Все это так или иначе вело к социальному перераспределению ролей, когда профессии, прежде считавшиеся мужскими, оказывались открытыми для женщин[1416], в том числе в сфере гуманитарного производства. И если начиная со второй половины XIX века женщины все увереннее чувствовали себя в русской литературе[1417], то женщина-журналист — скорее феномен прагматической политики Советского государства, способствовавшей перенаправлению человеческих ресурсов из литературы в области, оперативно обслуживающие интересы государства. Примеры Л. М. Рейснер, М. С. Шагинян, М. М. Шкапской, В. М. Инбер, А. Е. Адалис, Е. Г. Полонской показательны: представительницы культуры Серебряного века в 1920-е годы активно вовлекались в журналистику, начиная писать очерки и статьи на заказ газет и государства.

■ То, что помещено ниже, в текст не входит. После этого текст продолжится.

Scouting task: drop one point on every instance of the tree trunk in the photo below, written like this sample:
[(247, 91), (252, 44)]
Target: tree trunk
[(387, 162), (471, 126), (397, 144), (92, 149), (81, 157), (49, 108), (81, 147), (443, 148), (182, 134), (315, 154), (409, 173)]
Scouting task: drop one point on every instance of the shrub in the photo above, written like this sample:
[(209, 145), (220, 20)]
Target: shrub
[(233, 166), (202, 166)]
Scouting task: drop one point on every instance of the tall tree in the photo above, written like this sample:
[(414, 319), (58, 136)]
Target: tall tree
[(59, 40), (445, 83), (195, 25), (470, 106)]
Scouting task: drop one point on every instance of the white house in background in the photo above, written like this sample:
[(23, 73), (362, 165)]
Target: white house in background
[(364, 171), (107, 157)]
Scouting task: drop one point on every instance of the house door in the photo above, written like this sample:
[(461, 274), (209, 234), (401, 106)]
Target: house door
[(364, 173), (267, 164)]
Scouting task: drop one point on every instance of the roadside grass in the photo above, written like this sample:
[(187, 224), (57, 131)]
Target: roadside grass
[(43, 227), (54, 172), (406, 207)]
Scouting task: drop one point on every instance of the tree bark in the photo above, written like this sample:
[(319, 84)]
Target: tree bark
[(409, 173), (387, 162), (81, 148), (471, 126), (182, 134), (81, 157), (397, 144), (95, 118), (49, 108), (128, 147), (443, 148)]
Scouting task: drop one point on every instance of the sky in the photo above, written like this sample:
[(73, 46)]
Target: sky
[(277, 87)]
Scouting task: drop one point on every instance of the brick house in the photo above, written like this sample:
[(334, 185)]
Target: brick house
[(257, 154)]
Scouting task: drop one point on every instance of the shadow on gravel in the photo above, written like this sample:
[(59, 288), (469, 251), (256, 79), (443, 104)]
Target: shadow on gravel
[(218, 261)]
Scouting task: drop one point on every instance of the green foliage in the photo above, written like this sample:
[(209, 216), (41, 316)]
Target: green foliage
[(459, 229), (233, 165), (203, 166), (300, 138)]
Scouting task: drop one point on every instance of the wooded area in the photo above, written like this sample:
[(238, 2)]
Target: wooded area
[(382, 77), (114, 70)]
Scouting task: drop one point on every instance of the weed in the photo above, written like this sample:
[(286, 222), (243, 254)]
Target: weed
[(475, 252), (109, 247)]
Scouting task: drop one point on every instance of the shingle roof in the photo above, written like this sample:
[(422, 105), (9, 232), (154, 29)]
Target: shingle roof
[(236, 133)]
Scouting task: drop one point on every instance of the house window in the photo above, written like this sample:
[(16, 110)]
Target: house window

При всей явной прагматичности такого рода деятельности — а она приносила заработок — можно говорить и о заинтересованности писательниц в открывавшихся возможностях: бытовых, карьерных, творческих. Наряду с мужчинами женщины ездили в командировки в разные концы страны, осматривали стройки, заводы, разговаривали с рабочими, технической интеллигенцией, советскими административными работниками, фиксировали увиденное, создавали образы эпохи. Их очерки и книги становились известны широкому читателю. С точки зрения творчества, журналистика предоставляла большое количество совершенно не охваченного литературой материала, давала возможность освоить новые языки описания современности. Как, например, вспоминала М. С. Шагинян, «писатели увлеклись в ту пору вещами и техникой, машиной, проектами, даже названиями инструментов»[1418].
Увлеченность реалиями и языками производства и в целом включенность в механизмы советского дискурсопорождения нивелировали гендер пишущего: по большому счету, не имело значения, кто выступал автором очерка — женщина или мужчина. Оказывалось важно, чтобы очерк документировал некоторый фрагмент реальности с предельно минимальными смещениями фокуса на авторскую субъективность. Неслучайно В. Б. Шкловский в книге «О теории прозы» сетовал на то, что очеркисты нередко «закрашивают свой материал беллетристикой»[1419], в то время как автор очерков не мог заслонять предмет изображения. «Развитие литературы факта должно идти не по линии сближения с высокой литературой, а по линии расхождения»[1420], — подчеркивал Шкловский.
Впрочем, представить, чтобы состоявшиеся литераторы, пришедшие в журналистику, полностью отказались от проявлений авторской субъектности, довольно сложно. Даже такие документальные жанры, как очерк и статья, находятся в существенной зависимости от индивидуальной оптики пишущего и включают элементы его авторской поэтики. Если речь идет о гендере, то стоит предположить, что занявшиеся в 1920-е годы газетной работой писательницы, оказавшись в целом вне поля так называемого женского автобиографического письма[1421], допускали отдельные моменты гендерно индикативного характера и фемининность пишущих могла проявляться и в ориентированных на советскую производственную прагматику текстах. С этой гипотезой мы обращаемся к уральским травелогам 1920-х годов авторства Ларисы Рейснер и Елизаветы Полонской.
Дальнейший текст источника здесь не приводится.